Here, she cited Aquinas’s question 92 in the Summa Theologica, in which the saint reiterates the Church’s consistent teaching that women, as a result of the Fall, are to be subject to man. It’s worth noting that the Church has never condoned the hatred of women or taught that they don’t have dignity.   

In fact, St. Thomas, in that same section of the Summa, defends the dignity of women by answering objections to their being created in the first place.  

Bonnette then argued that the Church is “sexist” because women aren’t allowed to be ordained to the priesthood, and thus it lacks female leadership.   

“In ‘Inter Insigniores,’ a pronouncement from the Congregation for the Doctrine of the Faith in 1976, we read that women cannot be priests because ‘in such a case it would be difficult to see in the minister the image of Christ.’”   

“Absent female authority in the church, and given this theological throughline, it is not surprising that female authority is so often feared or despised and that many Catholic men (and women) consider it demeaning to follow the lead of a woman,” she wrote.  

The papal document Bonnette cites, Inter Insigniores, reaffirmed the Church’s constant teaching that holy orders are reserved for men.

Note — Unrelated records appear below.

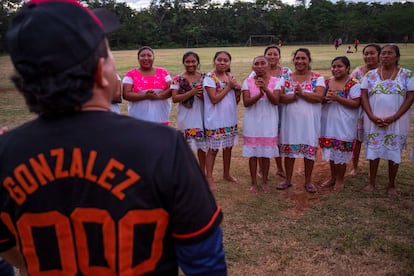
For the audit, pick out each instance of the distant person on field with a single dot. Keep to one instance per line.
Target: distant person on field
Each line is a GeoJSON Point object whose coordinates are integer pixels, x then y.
{"type": "Point", "coordinates": [74, 199]}
{"type": "Point", "coordinates": [387, 95]}
{"type": "Point", "coordinates": [356, 43]}
{"type": "Point", "coordinates": [187, 91]}
{"type": "Point", "coordinates": [261, 119]}
{"type": "Point", "coordinates": [117, 98]}
{"type": "Point", "coordinates": [339, 120]}
{"type": "Point", "coordinates": [280, 43]}
{"type": "Point", "coordinates": [370, 55]}
{"type": "Point", "coordinates": [147, 89]}
{"type": "Point", "coordinates": [221, 96]}
{"type": "Point", "coordinates": [273, 55]}
{"type": "Point", "coordinates": [302, 94]}
{"type": "Point", "coordinates": [336, 43]}
{"type": "Point", "coordinates": [405, 40]}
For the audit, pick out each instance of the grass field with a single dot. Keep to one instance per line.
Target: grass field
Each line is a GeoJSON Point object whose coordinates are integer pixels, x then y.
{"type": "Point", "coordinates": [291, 232]}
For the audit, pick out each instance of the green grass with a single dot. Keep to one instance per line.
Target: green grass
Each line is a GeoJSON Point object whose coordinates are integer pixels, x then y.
{"type": "Point", "coordinates": [291, 232]}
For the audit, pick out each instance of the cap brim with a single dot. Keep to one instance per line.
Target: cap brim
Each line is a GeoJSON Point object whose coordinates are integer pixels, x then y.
{"type": "Point", "coordinates": [109, 20]}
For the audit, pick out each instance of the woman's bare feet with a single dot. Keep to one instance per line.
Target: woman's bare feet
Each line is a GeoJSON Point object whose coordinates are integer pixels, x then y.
{"type": "Point", "coordinates": [339, 185]}
{"type": "Point", "coordinates": [213, 186]}
{"type": "Point", "coordinates": [353, 172]}
{"type": "Point", "coordinates": [266, 188]}
{"type": "Point", "coordinates": [369, 188]}
{"type": "Point", "coordinates": [392, 192]}
{"type": "Point", "coordinates": [328, 183]}
{"type": "Point", "coordinates": [281, 174]}
{"type": "Point", "coordinates": [230, 178]}
{"type": "Point", "coordinates": [253, 189]}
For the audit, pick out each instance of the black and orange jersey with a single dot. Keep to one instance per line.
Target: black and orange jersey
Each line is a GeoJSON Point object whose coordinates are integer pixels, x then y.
{"type": "Point", "coordinates": [98, 193]}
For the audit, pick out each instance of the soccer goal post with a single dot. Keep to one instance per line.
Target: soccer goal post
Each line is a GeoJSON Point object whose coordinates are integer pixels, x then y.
{"type": "Point", "coordinates": [260, 40]}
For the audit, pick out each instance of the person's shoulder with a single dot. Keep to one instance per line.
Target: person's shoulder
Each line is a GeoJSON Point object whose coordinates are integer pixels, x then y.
{"type": "Point", "coordinates": [406, 72]}
{"type": "Point", "coordinates": [161, 70]}
{"type": "Point", "coordinates": [316, 75]}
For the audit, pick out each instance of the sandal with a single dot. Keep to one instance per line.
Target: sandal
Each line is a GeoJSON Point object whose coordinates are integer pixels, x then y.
{"type": "Point", "coordinates": [266, 189]}
{"type": "Point", "coordinates": [283, 186]}
{"type": "Point", "coordinates": [310, 188]}
{"type": "Point", "coordinates": [281, 174]}
{"type": "Point", "coordinates": [253, 189]}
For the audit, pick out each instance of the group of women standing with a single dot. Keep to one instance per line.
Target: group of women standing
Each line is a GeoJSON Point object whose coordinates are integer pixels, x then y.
{"type": "Point", "coordinates": [288, 113]}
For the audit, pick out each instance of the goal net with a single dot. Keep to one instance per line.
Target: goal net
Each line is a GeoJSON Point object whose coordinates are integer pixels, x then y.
{"type": "Point", "coordinates": [260, 40]}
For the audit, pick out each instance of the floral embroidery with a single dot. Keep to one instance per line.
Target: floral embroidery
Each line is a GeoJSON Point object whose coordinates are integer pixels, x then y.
{"type": "Point", "coordinates": [297, 149]}
{"type": "Point", "coordinates": [389, 140]}
{"type": "Point", "coordinates": [335, 144]}
{"type": "Point", "coordinates": [346, 90]}
{"type": "Point", "coordinates": [222, 132]}
{"type": "Point", "coordinates": [309, 86]}
{"type": "Point", "coordinates": [194, 133]}
{"type": "Point", "coordinates": [185, 86]}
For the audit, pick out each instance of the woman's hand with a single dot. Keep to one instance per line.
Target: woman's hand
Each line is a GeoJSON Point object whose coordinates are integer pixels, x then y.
{"type": "Point", "coordinates": [3, 130]}
{"type": "Point", "coordinates": [331, 96]}
{"type": "Point", "coordinates": [197, 91]}
{"type": "Point", "coordinates": [151, 95]}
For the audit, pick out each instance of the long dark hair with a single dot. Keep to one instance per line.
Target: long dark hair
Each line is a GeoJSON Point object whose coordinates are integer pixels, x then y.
{"type": "Point", "coordinates": [344, 60]}
{"type": "Point", "coordinates": [222, 52]}
{"type": "Point", "coordinates": [60, 93]}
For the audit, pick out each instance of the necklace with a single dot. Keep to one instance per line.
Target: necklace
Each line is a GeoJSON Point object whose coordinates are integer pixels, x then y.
{"type": "Point", "coordinates": [392, 75]}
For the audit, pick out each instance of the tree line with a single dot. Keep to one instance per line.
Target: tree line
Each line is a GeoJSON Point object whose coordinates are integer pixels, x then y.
{"type": "Point", "coordinates": [203, 23]}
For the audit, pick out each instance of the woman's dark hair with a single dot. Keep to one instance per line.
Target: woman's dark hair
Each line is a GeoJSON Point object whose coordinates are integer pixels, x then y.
{"type": "Point", "coordinates": [272, 46]}
{"type": "Point", "coordinates": [376, 46]}
{"type": "Point", "coordinates": [191, 53]}
{"type": "Point", "coordinates": [222, 52]}
{"type": "Point", "coordinates": [344, 60]}
{"type": "Point", "coordinates": [61, 93]}
{"type": "Point", "coordinates": [145, 48]}
{"type": "Point", "coordinates": [307, 53]}
{"type": "Point", "coordinates": [396, 50]}
{"type": "Point", "coordinates": [305, 50]}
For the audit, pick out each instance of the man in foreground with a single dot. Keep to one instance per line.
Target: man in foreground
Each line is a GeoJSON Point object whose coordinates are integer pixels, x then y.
{"type": "Point", "coordinates": [85, 191]}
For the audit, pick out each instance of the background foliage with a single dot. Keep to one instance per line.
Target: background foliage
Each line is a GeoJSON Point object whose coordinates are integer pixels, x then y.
{"type": "Point", "coordinates": [202, 23]}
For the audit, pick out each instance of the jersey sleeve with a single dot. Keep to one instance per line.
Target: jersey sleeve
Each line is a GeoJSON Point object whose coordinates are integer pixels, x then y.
{"type": "Point", "coordinates": [7, 239]}
{"type": "Point", "coordinates": [195, 214]}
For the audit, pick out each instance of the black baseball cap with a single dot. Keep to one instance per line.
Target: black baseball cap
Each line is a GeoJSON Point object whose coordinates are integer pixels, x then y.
{"type": "Point", "coordinates": [51, 36]}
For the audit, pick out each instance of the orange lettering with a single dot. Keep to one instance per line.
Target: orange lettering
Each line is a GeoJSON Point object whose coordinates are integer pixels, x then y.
{"type": "Point", "coordinates": [102, 217]}
{"type": "Point", "coordinates": [5, 217]}
{"type": "Point", "coordinates": [126, 235]}
{"type": "Point", "coordinates": [21, 173]}
{"type": "Point", "coordinates": [60, 157]}
{"type": "Point", "coordinates": [15, 191]}
{"type": "Point", "coordinates": [89, 167]}
{"type": "Point", "coordinates": [41, 169]}
{"type": "Point", "coordinates": [64, 236]}
{"type": "Point", "coordinates": [107, 173]}
{"type": "Point", "coordinates": [133, 178]}
{"type": "Point", "coordinates": [76, 167]}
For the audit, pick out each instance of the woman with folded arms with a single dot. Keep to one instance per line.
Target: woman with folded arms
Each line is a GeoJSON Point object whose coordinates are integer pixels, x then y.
{"type": "Point", "coordinates": [303, 93]}
{"type": "Point", "coordinates": [147, 89]}
{"type": "Point", "coordinates": [387, 95]}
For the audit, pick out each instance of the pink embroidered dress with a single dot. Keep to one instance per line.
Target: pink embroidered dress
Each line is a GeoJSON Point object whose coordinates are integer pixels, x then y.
{"type": "Point", "coordinates": [220, 120]}
{"type": "Point", "coordinates": [260, 132]}
{"type": "Point", "coordinates": [300, 121]}
{"type": "Point", "coordinates": [385, 98]}
{"type": "Point", "coordinates": [190, 114]}
{"type": "Point", "coordinates": [149, 110]}
{"type": "Point", "coordinates": [339, 125]}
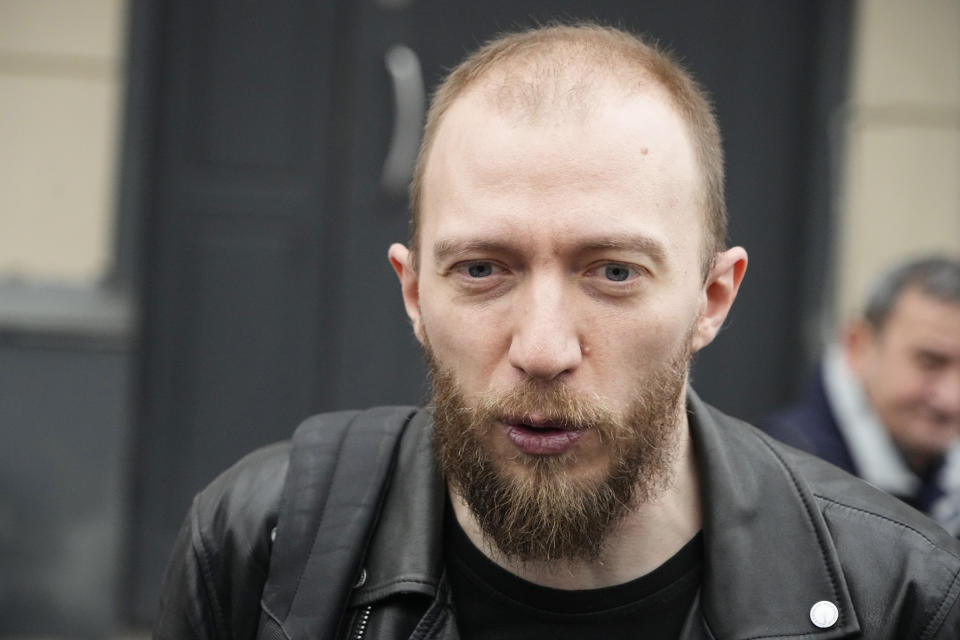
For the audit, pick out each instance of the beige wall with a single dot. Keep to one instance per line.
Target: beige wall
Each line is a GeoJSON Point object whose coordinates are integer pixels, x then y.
{"type": "Point", "coordinates": [60, 84]}
{"type": "Point", "coordinates": [900, 185]}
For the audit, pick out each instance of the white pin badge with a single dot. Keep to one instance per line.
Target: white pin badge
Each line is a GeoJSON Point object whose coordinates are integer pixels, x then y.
{"type": "Point", "coordinates": [824, 614]}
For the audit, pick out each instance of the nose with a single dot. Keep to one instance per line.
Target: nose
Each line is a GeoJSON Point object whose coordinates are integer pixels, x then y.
{"type": "Point", "coordinates": [545, 342]}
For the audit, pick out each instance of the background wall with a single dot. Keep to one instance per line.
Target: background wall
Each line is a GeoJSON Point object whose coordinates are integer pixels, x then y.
{"type": "Point", "coordinates": [899, 182]}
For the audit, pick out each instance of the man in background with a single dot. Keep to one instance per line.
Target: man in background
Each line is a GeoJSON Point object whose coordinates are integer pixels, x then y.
{"type": "Point", "coordinates": [885, 404]}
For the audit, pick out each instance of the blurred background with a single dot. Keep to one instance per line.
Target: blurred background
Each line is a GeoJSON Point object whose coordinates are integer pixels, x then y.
{"type": "Point", "coordinates": [196, 198]}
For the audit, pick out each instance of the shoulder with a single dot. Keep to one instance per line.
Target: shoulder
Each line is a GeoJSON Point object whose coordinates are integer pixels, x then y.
{"type": "Point", "coordinates": [240, 506]}
{"type": "Point", "coordinates": [902, 568]}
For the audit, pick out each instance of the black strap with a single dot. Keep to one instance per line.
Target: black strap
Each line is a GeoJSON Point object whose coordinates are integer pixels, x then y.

Here, Bonnette again argues that the Church is in error.    

While Bonnette blames “misogyny” for Trump winning the Catholic vote, the more plausible explanation is that the current VP opted to run an anti-Catholic campaign centered on abortion.

Over the course of her campaign, Harris vowed to sign a bill to legalize abortion nationwide, said she wouldn’t allow religious exemptions for abortion and even invited abortionists to take center stage during a campaign rally.   

In her concession speech, Harris underscored how, despite her election loss, she would continue to fight for women’s “right” to abortion. Bonnette praised this speech in her article, stressing that it moved her to tears.  

“I didn’t cry until Vice President Kamala Harris turned from the podium where she offered her concession speech and began to walk away—steady in her stilettos, head held high. Her speech exuded the fruit of the Spirit: love, joy, peace, patience, kindness, goodness, faithfulness, gentleness and self-control,” Bonnette wrote.   

In addition to her radical pro-abortion platform, Harris’s campaign held a strong anti-Catholic prejudice. She notably skipped the Al Smith dinner and instead made a short video addressing the event, which drew no laughter from the attendees and was roasted for being “disrespectful.” The VP also kicked students out of a rally after they shouted, “Christ is King!” and “Jesus is Lord!” responding, “Oh, you guys are at the wrong rally.”